The stories are all so very familiar. But MT strips them of
any of the ‘divinity’ we have come to expect from them. Kunti’s 6 lovers who
beget her sons are not really gods, but mortals whose special qualities are transferred
to her sons. Krishna is not particularly divine – he is just a canny,
politically astute friend. There is no divine help for Draupadi when she is
disrobed – Dhritarashtra is prevailed upon to stop the dishonour. We are told
in the epilogue that there are hints of these in the original, and that MT has
just added his bit of imagination to re-tell them. The re-telling transforms
the Mahabharata into an absorbing but simple tale of tribal warfare, a tale
that has been embellished by bards with every re-telling, until we get to the
epic it is today.
In some ways, this is a very subversive tale. Bhima sees the
injustice women are subjected to – be it his own treatment of Hidimbi and
Balandhara or Arjuna’s dalliances with his innumerable women. He also sees the
inequality the ‘forest-dwellers’ have to deal with – as with his own son
Ghatotkacha who Krishna sacrifices for Arjuna or the forest dwellers whose dead
bodies take their place in the fire that consumes the palace of lac. He is also
cynical about the philosophy Krishna spouts (that becomes the Gita), saying
that when your own sons and brothers die, it is difficult to see the bodies their
souls have cast away as ‘discarded clothes’.

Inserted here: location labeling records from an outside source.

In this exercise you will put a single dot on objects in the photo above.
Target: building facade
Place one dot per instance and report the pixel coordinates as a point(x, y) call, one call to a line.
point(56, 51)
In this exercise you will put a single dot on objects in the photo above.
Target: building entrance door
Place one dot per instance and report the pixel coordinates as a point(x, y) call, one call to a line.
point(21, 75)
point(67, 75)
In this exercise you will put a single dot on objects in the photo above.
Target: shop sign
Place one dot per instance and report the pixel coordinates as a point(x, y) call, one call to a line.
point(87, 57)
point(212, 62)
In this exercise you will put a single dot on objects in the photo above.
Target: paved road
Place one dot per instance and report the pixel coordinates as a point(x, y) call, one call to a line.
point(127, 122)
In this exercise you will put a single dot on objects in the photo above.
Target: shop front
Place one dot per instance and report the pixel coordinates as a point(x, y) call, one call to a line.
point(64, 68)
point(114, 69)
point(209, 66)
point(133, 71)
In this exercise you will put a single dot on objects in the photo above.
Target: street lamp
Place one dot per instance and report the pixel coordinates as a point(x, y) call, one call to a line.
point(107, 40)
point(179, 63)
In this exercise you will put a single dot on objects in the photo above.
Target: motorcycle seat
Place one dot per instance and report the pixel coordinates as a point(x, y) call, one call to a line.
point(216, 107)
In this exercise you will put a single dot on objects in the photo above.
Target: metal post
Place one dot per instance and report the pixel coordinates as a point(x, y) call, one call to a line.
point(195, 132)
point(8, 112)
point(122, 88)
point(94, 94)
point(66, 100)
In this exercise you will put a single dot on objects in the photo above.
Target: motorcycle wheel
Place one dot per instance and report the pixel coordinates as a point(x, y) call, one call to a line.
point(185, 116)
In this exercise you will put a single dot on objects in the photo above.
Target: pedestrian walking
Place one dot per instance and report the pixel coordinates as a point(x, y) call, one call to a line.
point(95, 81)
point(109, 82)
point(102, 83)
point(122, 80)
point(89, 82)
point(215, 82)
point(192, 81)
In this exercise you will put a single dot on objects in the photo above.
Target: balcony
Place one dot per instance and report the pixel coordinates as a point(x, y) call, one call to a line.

MT’s Bhima sees the cowardice and double standards in his
older brother’s ‘Dharma’. He knows how manipulative his mother is – be it
sacrificing forest dwellers in the lac house fire, or asking Draupadi to be
shared between the five brothers or using Karna’s back story to save her sons’
lives. He knows his own weak spot – Draupadi, who is turned on by stories of
violence, who manipulates him to get what she wants, yet who never gives him
the love he craves. He keeps his distance from Krishna, who he knows is his
younger brother’s greatest friend, but understanding his political
machinations, as well.
This is an all-seeing Bhima, but one who never shirks from
doing what he needs to do for his family. He knows war is inevitable, craves
for it to avenge the injustice done to Draupadi and his family and when it
comes, gives it his all. And at the end, on the Pandavas’ quest to reach
heaven, he is unable to not turn back to pick up his beloved Draupadi as she
falls, and so sacrifices his entry to heaven.
It is a fascinating character study – it surprises and
delights, as you see these stories you have heard from childhood in a new
light. There is poetry in the descriptions of the landscapes. And ultimately,
the tale in the hands of a master storyteller is un-put-down able. Maybe I
should find the patience to read this in the original.